We're all set! If you continue to experience any issues with this, please reach out to us at support@pandadoc.com. Thank you so much for your patience and understanding!

Posted Apr 08, 2023 - 02:23 PDT

Monitoring

We have resolved the issue and PandaDoc should now be up and running! We're still monitoring the application performance and will post a final “ALL SET” message once we’ve confirmed the fix produced consistent output.

Posted Apr 08, 2023 - 01:23 PDT

Identified

We’ve identified the issue root and are already working on a fix. We appreciate your patience and will post updates here as soon as possible. Stay tuned!

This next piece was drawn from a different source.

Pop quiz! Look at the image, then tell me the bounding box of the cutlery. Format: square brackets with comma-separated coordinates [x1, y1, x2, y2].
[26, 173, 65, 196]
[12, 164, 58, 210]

Posted Apr 08, 2023 - 01:17 PDT

Update

Unfortunately, the services are still being impacted by the outage. Please rest assured technicians and engineers are digging into it in order to provide the fastest fix possible. Please check back here for updates, we appreciate your patience while we are getting this resolved.

Posted Apr 08, 2023 - 00:57 PDT

Update

Sadly, the website is still experiencing technical difficulties, the team carries on putting all the possible effort into the investigation and resolution. Thank you so much for your patience and understanding.

Posted Apr 07, 2023 - 21:00 PDT

Update

The development and engineering team is doing their best to resolve the issue. Please check back here for updates, and we appreciate your patience while we get this resolved.

Posted Apr 07, 2023 - 18:03 PDT

Update

We’re really sorry for holding you up! Please know our engineering and operations teams are working hard to get everything up and running.

Posted Apr 07, 2023 - 16:37 PDT

Update

We’re on it! Our team is doing its best to get you back on track as soon as possible. Please check back here for updates.

Posted Apr 07, 2023 - 15:40 PDT

Update

Thank you for your patience! Our development team is already hard at work solving this issue and determining next steps. Check back here for updates and we will get this back on track as soon as possible.

Posted Apr 07, 2023 - 14:57 PDT

Update

We are continuing the investigation and doing our best to get to a resolution as fast as possible. Please check back here for updates, and we appreciate your patience while we get this resolved.

Posted Apr 07, 2023 - 14:27 PDT

Investigating

We are actively investigating the outage of the public API. Please check back here for updates, and we appreciate your patience while we get this resolved.

Posted Apr 07, 2023 - 14:01 PDT

This incident affected: US & Global (Creating and editing documents, Sending and opening documents, Uploading and downloading documents, Public (recipient) view, Signup, CRMs & Integrations, API, Webhooks, Web application, Mobile application, Website).